08 Apr Lighting Project Trees: Indoor Forest
Lighting projectors and cables hang from the spindly branches of chunky black trees inside this penthouse bar and nightclub in Paris by French designer Mathieu Lehanneur.
Named Electric, the music venue features soundproofed music rooms, an outdoor terrace and a dance floor facing out over the city skyline.
Mathieu Lehanneur collaborated with architect Ana Moussinet to design the interior and added split levels to define different zones.
By day, sofas and trunk-shaped stools can be dotted around the space to form lounge seating areas. By night, these are stored away to open up a ballroom with a rippled DJ booth.

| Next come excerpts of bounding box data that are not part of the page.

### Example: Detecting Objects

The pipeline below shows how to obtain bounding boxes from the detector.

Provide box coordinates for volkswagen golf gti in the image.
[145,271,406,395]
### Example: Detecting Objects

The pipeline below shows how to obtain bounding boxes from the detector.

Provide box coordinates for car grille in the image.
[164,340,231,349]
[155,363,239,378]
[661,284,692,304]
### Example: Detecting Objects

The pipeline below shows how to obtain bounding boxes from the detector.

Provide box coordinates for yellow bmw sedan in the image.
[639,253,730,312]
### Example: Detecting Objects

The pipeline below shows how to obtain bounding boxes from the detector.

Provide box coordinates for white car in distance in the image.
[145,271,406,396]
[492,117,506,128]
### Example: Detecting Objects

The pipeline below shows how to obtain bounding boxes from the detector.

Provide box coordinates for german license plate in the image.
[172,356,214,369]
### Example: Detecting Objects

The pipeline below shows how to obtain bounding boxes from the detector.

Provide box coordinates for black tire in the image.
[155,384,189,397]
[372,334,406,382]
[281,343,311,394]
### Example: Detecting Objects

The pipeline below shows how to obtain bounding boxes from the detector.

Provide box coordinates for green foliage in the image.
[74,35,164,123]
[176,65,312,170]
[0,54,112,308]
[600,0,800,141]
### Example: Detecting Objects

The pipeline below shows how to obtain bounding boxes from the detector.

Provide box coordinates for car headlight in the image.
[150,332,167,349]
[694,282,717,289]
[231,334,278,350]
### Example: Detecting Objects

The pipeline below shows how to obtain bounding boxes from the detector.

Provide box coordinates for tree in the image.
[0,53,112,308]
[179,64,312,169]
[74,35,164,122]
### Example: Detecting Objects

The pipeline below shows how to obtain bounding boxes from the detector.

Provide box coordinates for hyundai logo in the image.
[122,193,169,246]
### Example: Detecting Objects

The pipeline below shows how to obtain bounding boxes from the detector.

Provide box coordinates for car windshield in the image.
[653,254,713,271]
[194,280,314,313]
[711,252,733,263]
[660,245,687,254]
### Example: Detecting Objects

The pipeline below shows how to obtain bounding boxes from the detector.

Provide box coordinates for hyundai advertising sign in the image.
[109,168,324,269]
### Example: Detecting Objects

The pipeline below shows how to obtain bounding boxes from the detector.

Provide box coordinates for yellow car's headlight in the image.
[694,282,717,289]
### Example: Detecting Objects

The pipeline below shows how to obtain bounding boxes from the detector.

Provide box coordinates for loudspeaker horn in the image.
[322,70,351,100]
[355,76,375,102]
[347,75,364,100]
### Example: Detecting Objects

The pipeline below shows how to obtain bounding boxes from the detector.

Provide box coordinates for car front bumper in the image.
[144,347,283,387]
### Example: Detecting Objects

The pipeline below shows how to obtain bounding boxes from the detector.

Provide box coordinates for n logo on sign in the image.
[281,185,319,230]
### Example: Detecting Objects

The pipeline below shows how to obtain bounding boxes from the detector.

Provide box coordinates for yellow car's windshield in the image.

Faceted windows and diagonal panels give texture to the walls in one of the spaces. Others can be used as screens for lighting and video projections.
Impressive by day, magical by night, Electric is a venue which never sleeps. A lounge interspersed with soundproofed modules and an 80m2 terrace, Electric is a space equipped with a mixing console whose ballroom floor provides a new perspective over Paris, integrating the ring road as a perpetually moving graphic foreground facing the metal mesh of the Eiffel Tower.
“If Alice in Wonderland had liked rock this is where she would have spent her days and nights…” summarised Mathieu Lehanneur. Electric, the new cultural platform in Paris, is already an event in itself: a 1,000 m2 penthouse in which the designer has devised a canopy of sound suspended between heaven and earth, monumental electrical braids emerging like pitch black trees.
A huge trompe l’œil window onto the city, surrounded by streams of LED lights, is an ultimate nod to a new Versailles, Electric has already been chosen by We Love Art, and Kavinski for the global launch of his next album, and Ducasse… Meanwhile there are already rumours about the installation of an enormous open-air swimming-pool on the site of the car park this summer.
A result of the high creative demands of the management ensured by curator John Michael Ramirez whose range of artists contributes to the cultural distinction of the venue: Greater Paris has found its centre of gravity.